Yes, Caoimhghín Ó Caoláin, SF TD for Cavan-Monaghan, has asked a useful question about waterways, one that doesn’t seem to have been designed to promote an insane restoration proposal. He asked for “the current and capital expenditure by Waterways Ireland in each of the years 2014 to 2016; the estimated level of current and capital expenditure for 2017″. The answer included this table:
Current spending comes 85% from the Free State and 15% from Norn Iron; capital spending is paid for by the administration in whose territory the montey is to be spent.
There may be a problem here in that I have a feeling that, if there is no NI Executive, spending is limited to 90% of the previous year’s figure [I am open to correction on this], which might cut the NI contribution to current spending: I presume that the RoI contribution would then be cut too, to maintain the 85:15 ratio.
The Minister for Fairytales also said that WI gets money from “third-party funding contributions towards specific projects and from its own income from licences and property.” However, its own income is pathetically small.
I am writing less about current waterways affairs because I’m concentrating on those of the nineteenth century (unlike Sinn Féin, which focuses on the eighteenth), but I did read WI’s Annual Report and Accounts for 2016 [PDF] with interest.
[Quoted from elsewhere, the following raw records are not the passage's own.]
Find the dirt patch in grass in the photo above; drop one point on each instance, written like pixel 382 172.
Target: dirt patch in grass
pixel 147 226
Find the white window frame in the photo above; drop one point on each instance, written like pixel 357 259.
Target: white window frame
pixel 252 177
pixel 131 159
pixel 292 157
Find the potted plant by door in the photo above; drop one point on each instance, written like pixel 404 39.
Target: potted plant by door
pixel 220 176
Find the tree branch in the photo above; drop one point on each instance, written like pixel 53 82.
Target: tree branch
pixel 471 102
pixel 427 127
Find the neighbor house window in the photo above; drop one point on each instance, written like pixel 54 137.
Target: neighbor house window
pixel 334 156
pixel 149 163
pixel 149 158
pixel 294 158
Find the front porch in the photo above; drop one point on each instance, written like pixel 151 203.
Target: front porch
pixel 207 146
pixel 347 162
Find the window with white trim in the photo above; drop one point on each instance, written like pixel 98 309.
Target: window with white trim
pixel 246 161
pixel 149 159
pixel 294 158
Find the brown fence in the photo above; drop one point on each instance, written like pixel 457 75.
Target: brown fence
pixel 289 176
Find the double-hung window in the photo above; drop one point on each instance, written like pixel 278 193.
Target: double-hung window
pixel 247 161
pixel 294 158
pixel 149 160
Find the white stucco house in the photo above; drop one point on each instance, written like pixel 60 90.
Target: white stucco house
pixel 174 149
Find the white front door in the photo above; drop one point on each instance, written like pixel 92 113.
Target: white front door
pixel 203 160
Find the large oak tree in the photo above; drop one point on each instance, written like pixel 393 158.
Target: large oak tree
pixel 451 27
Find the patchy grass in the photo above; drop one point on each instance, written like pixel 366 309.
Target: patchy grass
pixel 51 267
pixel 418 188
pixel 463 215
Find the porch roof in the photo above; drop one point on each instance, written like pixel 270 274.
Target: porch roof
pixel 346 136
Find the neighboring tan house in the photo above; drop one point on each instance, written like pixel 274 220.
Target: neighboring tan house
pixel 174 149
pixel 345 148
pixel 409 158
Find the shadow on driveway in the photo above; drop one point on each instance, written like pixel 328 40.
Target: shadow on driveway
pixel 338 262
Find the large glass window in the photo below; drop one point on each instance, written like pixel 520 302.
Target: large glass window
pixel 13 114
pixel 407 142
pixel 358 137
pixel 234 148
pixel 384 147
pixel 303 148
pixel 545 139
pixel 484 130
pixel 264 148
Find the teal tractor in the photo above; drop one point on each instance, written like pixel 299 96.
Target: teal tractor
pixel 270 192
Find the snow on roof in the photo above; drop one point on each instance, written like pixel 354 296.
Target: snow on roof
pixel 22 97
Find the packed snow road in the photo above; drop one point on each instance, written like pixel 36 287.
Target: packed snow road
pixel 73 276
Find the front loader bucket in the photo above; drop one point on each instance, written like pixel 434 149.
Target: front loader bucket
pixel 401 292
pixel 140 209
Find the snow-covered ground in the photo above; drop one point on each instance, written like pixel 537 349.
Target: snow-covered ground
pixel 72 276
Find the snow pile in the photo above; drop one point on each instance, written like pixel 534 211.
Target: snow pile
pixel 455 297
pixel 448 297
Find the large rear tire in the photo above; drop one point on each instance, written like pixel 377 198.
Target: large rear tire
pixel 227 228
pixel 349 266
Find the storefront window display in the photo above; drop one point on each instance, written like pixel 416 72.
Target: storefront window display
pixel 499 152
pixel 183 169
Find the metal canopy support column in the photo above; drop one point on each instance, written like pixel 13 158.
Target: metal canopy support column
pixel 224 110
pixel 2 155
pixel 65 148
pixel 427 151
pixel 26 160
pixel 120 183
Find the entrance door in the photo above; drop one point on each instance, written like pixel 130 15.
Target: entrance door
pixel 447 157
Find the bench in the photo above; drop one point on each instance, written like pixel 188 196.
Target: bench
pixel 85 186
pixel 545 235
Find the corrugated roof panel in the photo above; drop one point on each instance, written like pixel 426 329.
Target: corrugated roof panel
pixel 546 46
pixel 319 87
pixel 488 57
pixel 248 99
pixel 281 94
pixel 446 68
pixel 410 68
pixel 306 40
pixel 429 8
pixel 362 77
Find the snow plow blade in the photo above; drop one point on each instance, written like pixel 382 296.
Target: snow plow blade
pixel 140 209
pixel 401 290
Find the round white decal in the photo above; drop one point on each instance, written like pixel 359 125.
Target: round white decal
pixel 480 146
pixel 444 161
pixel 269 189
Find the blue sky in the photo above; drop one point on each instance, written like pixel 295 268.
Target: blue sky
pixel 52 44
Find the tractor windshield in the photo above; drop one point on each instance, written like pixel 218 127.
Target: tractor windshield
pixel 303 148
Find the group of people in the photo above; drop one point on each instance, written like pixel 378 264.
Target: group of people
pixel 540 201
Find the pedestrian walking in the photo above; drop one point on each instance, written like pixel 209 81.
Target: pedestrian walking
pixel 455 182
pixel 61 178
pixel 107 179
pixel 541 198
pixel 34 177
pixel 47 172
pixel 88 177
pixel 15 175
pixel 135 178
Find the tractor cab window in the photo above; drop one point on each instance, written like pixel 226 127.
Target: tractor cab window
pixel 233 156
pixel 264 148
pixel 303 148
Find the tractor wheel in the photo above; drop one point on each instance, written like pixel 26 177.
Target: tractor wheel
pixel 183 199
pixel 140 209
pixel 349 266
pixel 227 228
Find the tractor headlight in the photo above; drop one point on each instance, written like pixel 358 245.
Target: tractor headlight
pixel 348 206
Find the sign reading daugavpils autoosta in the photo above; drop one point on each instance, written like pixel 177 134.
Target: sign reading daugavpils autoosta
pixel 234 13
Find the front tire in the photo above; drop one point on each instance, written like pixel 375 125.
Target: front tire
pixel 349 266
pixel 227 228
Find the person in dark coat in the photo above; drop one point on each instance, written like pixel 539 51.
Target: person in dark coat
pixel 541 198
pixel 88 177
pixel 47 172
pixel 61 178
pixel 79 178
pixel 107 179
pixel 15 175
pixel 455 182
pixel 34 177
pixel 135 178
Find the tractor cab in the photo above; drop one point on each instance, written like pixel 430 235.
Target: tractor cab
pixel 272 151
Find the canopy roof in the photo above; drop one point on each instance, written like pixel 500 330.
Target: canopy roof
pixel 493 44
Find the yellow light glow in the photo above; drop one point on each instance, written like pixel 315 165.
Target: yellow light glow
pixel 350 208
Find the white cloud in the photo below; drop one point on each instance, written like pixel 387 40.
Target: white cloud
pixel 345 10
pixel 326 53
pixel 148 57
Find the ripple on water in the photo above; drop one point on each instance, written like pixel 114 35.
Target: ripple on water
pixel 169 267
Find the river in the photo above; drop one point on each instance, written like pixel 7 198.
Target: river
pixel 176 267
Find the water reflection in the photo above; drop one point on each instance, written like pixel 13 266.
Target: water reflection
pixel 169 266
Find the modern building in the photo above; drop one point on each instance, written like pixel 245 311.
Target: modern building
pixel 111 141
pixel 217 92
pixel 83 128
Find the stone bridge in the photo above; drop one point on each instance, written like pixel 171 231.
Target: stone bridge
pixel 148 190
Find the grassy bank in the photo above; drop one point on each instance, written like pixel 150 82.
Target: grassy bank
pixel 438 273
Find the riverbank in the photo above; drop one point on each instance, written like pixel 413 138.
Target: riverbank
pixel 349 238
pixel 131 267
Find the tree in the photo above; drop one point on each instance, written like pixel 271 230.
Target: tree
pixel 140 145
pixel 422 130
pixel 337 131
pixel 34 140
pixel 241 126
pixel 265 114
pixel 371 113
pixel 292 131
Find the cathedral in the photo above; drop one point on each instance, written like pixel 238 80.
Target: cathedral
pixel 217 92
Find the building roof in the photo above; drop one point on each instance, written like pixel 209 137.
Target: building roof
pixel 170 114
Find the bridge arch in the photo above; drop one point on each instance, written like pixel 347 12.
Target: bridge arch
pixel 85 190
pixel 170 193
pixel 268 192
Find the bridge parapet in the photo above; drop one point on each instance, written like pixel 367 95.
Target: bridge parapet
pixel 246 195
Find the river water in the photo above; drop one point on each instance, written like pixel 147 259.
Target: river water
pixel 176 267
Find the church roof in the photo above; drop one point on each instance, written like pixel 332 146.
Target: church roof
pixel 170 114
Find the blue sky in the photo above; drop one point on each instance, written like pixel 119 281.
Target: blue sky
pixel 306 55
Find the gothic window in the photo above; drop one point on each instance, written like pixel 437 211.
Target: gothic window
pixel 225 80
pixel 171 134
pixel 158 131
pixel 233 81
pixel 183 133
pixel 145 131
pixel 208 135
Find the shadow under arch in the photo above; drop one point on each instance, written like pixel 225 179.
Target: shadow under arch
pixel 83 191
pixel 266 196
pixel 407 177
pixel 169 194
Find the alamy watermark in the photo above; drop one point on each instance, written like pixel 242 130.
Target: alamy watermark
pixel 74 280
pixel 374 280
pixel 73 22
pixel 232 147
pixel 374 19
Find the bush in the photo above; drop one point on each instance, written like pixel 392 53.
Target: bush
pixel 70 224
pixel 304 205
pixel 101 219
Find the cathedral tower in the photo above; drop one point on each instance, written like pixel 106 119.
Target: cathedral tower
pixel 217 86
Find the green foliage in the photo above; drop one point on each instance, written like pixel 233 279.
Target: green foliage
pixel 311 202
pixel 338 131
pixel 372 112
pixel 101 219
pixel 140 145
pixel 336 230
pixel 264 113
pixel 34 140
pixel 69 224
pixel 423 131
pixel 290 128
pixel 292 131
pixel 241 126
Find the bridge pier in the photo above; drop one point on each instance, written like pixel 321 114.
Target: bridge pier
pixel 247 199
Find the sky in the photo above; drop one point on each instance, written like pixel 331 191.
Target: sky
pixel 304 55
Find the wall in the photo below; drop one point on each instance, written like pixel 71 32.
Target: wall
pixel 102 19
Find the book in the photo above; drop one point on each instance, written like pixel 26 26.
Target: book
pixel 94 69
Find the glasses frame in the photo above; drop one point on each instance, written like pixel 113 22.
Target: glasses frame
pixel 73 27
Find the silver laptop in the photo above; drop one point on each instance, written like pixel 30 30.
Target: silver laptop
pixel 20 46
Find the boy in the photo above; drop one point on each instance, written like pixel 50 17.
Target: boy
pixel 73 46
Despite the considerable challenges it faces [including the pensions nightmare], the organisation has been expanding its range of activities and looking to new users and new uses. I hope that the Brexit hard border, which I suspect is now unavoidable, doesn’t completely bugger things up.
If it does, we might need to ask Sinn Féin whether it can think of anyone who could help smuggle motor-cruisers across the border to enable boats to move between the Shannon and the Erne. Perhaps their day will come.